Павел Петрович подошёл к Уне:
— Уна, если вам не трудно, расскажите об отце. Я ведь много о нём слышал. Ещё в дни молодости.
— Об отце? — Уна замолчала. Вдруг улыбнулась чему-то. — Ну если вы хотите знать правду, отец — хозяин Имметы.
— Как это понять?
— Считайте, я сказала это в переносном смысле. Просто… отец отличный психолог, он раскусил Сигэцу с самого начала. Хозяином Имметы отец считает себя потому, что, оставшись здесь, он бросил всё и начал заниматься ксиллом. Только ксиллом. Собственно, он из-за этого здесь и остался. Вместе с мамой. От Сигэцу же он откупался камешками. Для него, серьёзно изучавшего ксилл, это ничего не значит.
— То есть как?
— Ну, за это время, за двадцать лет, отец узнал о ксилле практически всё. Впрочем, всё о ксилле, конечно же, узнать ещё предстоит.
— И всё-таки, как нам показалось, настоящий хозяин Имметы скорее Сигэцу, чем Моон.
— Сигэцу? — Уна хотела сказать что-то обидное, но сдержалась. — Сигэцу — временщик, он всё равно долго не продержится. И потом… Что мог с ним сделать отец один? Он растил меня. Занимался ксиллом.

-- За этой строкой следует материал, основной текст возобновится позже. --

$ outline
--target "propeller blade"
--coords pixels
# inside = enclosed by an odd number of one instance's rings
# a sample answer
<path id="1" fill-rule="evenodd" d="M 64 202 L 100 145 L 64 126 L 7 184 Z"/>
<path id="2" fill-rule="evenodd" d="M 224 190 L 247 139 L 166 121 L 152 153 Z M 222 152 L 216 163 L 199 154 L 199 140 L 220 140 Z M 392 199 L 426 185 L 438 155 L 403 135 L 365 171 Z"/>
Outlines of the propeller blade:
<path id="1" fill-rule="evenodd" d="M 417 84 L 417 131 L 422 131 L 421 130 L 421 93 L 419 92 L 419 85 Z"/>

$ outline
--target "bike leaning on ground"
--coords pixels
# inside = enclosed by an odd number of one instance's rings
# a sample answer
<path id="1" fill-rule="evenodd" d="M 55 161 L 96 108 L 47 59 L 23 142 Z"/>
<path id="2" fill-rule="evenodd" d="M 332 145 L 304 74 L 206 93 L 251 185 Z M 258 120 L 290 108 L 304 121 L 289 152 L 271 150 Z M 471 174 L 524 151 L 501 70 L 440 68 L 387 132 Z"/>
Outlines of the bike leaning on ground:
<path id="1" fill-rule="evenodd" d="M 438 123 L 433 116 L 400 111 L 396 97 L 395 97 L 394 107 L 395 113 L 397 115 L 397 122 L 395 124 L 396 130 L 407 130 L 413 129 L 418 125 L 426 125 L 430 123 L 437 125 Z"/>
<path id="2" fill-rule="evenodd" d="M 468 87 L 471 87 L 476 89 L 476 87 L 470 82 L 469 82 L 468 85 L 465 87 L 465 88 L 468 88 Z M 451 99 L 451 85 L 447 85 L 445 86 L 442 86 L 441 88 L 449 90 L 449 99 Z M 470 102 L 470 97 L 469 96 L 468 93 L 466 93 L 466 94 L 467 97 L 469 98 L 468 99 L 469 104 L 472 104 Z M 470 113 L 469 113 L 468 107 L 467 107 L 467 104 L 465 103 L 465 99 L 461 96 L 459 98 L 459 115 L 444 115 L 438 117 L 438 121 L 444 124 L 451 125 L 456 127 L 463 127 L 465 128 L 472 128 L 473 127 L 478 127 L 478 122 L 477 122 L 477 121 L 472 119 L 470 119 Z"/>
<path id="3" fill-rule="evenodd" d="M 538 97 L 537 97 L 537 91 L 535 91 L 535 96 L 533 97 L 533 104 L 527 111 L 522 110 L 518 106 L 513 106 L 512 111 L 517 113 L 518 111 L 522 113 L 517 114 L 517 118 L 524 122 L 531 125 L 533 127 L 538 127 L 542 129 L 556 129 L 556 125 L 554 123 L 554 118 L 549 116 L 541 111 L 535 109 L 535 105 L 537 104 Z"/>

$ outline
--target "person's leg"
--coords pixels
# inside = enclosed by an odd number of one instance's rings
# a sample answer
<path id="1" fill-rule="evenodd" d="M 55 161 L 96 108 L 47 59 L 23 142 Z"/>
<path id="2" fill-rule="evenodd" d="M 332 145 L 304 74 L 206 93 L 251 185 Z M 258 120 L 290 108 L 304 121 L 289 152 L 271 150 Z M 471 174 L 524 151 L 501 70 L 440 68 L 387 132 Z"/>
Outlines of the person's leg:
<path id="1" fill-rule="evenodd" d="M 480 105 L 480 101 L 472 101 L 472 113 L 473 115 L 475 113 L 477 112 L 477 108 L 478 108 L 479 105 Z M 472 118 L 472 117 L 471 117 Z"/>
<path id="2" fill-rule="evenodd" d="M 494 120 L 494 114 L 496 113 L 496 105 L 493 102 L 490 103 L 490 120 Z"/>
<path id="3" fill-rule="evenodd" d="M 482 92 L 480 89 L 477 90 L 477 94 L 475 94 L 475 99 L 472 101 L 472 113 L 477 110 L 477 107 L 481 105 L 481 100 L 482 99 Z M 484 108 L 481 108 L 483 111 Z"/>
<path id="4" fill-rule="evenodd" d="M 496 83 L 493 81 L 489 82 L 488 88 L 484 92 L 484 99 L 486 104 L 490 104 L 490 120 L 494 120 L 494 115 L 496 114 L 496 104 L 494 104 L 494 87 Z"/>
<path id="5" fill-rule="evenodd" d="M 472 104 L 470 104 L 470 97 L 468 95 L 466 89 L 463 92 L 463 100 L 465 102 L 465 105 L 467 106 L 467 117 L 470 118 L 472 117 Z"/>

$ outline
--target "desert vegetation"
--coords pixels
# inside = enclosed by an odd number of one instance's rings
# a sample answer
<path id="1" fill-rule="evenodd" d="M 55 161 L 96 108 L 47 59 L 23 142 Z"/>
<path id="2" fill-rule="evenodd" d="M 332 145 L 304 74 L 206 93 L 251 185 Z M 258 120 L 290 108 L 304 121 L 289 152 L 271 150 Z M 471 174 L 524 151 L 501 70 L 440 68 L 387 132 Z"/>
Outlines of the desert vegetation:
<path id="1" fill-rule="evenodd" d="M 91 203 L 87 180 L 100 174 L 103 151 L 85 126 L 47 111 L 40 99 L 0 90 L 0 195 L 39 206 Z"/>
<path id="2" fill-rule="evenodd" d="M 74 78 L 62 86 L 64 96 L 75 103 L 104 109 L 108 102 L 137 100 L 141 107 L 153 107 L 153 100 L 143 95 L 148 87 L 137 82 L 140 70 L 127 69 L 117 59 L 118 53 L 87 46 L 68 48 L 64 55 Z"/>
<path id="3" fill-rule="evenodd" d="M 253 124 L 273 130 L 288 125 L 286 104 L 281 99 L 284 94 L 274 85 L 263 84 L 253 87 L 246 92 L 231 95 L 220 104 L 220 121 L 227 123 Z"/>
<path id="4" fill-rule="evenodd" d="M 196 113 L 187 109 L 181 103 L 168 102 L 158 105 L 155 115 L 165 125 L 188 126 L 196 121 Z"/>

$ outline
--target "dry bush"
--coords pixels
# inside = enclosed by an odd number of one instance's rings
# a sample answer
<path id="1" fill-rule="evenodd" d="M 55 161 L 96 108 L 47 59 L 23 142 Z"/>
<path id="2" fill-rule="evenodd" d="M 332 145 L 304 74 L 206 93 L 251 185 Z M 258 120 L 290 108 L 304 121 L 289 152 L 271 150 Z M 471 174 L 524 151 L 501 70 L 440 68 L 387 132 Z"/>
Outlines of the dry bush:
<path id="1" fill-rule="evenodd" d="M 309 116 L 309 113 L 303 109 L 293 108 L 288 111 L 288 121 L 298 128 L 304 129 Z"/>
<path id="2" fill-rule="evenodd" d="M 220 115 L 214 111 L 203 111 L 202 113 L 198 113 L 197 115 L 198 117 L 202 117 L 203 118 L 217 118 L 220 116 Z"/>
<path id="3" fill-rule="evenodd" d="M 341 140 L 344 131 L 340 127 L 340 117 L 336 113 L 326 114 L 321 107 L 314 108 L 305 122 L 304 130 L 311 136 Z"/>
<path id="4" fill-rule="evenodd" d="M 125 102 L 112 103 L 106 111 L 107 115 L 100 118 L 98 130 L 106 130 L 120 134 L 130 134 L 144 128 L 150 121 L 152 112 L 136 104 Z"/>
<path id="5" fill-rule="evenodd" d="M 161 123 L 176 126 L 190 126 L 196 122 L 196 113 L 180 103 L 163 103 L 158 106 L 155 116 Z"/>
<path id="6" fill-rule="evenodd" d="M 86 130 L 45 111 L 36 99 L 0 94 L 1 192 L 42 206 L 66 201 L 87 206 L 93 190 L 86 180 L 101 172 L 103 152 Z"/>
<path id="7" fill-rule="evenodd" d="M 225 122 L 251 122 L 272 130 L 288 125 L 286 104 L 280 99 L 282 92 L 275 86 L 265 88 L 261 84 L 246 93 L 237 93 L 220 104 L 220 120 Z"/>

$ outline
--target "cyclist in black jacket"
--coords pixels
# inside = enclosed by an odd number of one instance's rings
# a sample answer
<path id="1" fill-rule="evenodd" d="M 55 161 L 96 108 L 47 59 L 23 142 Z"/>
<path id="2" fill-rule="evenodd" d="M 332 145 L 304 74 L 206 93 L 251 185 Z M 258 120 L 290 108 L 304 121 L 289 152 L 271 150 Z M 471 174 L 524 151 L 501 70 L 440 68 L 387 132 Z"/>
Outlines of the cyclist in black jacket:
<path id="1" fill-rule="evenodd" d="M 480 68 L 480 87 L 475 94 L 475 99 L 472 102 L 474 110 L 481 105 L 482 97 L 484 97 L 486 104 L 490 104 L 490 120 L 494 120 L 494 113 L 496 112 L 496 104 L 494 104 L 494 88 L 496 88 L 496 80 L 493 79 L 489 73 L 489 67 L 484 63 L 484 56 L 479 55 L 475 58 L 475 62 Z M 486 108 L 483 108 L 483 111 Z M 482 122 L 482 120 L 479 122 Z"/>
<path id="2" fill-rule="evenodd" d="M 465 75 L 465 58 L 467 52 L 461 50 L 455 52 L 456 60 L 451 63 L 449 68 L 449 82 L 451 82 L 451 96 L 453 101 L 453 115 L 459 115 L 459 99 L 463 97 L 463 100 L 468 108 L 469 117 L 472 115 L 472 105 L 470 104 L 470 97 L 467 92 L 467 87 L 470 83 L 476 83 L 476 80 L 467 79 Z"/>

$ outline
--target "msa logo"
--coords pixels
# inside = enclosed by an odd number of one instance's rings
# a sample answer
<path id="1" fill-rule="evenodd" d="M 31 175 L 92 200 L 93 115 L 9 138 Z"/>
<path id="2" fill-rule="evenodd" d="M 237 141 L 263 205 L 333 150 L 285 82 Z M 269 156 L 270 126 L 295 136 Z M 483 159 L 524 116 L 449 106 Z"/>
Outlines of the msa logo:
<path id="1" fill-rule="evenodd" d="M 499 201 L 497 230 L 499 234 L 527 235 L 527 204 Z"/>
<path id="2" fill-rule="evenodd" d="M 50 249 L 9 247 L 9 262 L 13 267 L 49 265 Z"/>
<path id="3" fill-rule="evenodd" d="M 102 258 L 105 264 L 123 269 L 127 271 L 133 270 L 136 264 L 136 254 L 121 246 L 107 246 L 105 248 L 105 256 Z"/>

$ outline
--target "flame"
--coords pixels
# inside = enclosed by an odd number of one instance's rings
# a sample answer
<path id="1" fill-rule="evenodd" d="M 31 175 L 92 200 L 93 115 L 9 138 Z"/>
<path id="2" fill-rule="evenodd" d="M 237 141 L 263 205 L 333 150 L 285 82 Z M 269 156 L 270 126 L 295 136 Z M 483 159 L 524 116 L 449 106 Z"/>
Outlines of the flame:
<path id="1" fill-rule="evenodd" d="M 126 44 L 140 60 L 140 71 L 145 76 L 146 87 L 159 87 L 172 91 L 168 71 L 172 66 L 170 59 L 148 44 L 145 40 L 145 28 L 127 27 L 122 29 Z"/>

Ну и ему нужно было покупать у Сигэцу различные вещи. Для меня. А отец — учёный, и борьба с бандитами не его дело. Этим пусть занимаются другие жители Имметы.
— «Мстители»? — спросил Щербаков.
— Вы… знаете о них?
— Только Лайтиса, Вэна, Грайра, Кру.
Уна нахмурилась, Щербаков улыбнулся:
— Уна, Лайтис не назвал вашего имени. Но нам и так ясно, что вы действуете заодно.
Уна возмущённо повернулась. Щербаков спросил:
— Мне просто любопытно, Уна, почему вы не хотите об этом говорить?
Некоторое время Уна бесстрастно разглядывала облака. Так как Щербаков ждал ответа, она проговорила:
— Из-за отца, конечно. Если отец узнает об этом, он умрёт. Он боится за меня и к тому же убеждён, что я создана исключительно для науки.
— А вы сами? В чём вы убеждены?
Уна вздохнула:
— Извините, Павел Петрович, но это уже к делу не относится.
— Пожалуй, — согласился Щербаков. — А давно вы у «мстителей»?
— Три года, — нехотя ответила Уна.
— Значит, вас всего пятеро?
— Да. Сейчас пятеро.
— Вы пробовали затронуть эту тему с отцом?
— Когда мне было шестнадцать лет, об этом и говорить было нечего, отца бы сразу хватил удар. А недавно, когда я затронула эту тему, он так накричал на меня… После этого мы разошлись. Целый месяц он жил без меня. Он же обидчивый, как… — Уна не договорила.
Трещит костёр. Обугленные сучья изредка вздрагивают, догорая, выбрасывают искры, стреляют. После этого в темноте, в струе тёплого воздуха возникают, плывут, кружатся оранжево-лиловые блёстки. Они быстро тают, но после короткого перерыва вслед за ними летят новые. Несмотря на все уговоры и предупреждения, что где-то рядом могут быть и резидент и Сигэцу, ночевать в ракетолёте Уна категорически отказалась. Сказала, что привыкла спать на открытом воздухе и изменять своей привычке не собирается. Мы договорились дежурить по очереди: Щербаков остался в ракетолёте, я вытащил надувные матрасы и лёг здесь. Джунгли, как и в ту страшную ночь, хохотали, выли, кричали.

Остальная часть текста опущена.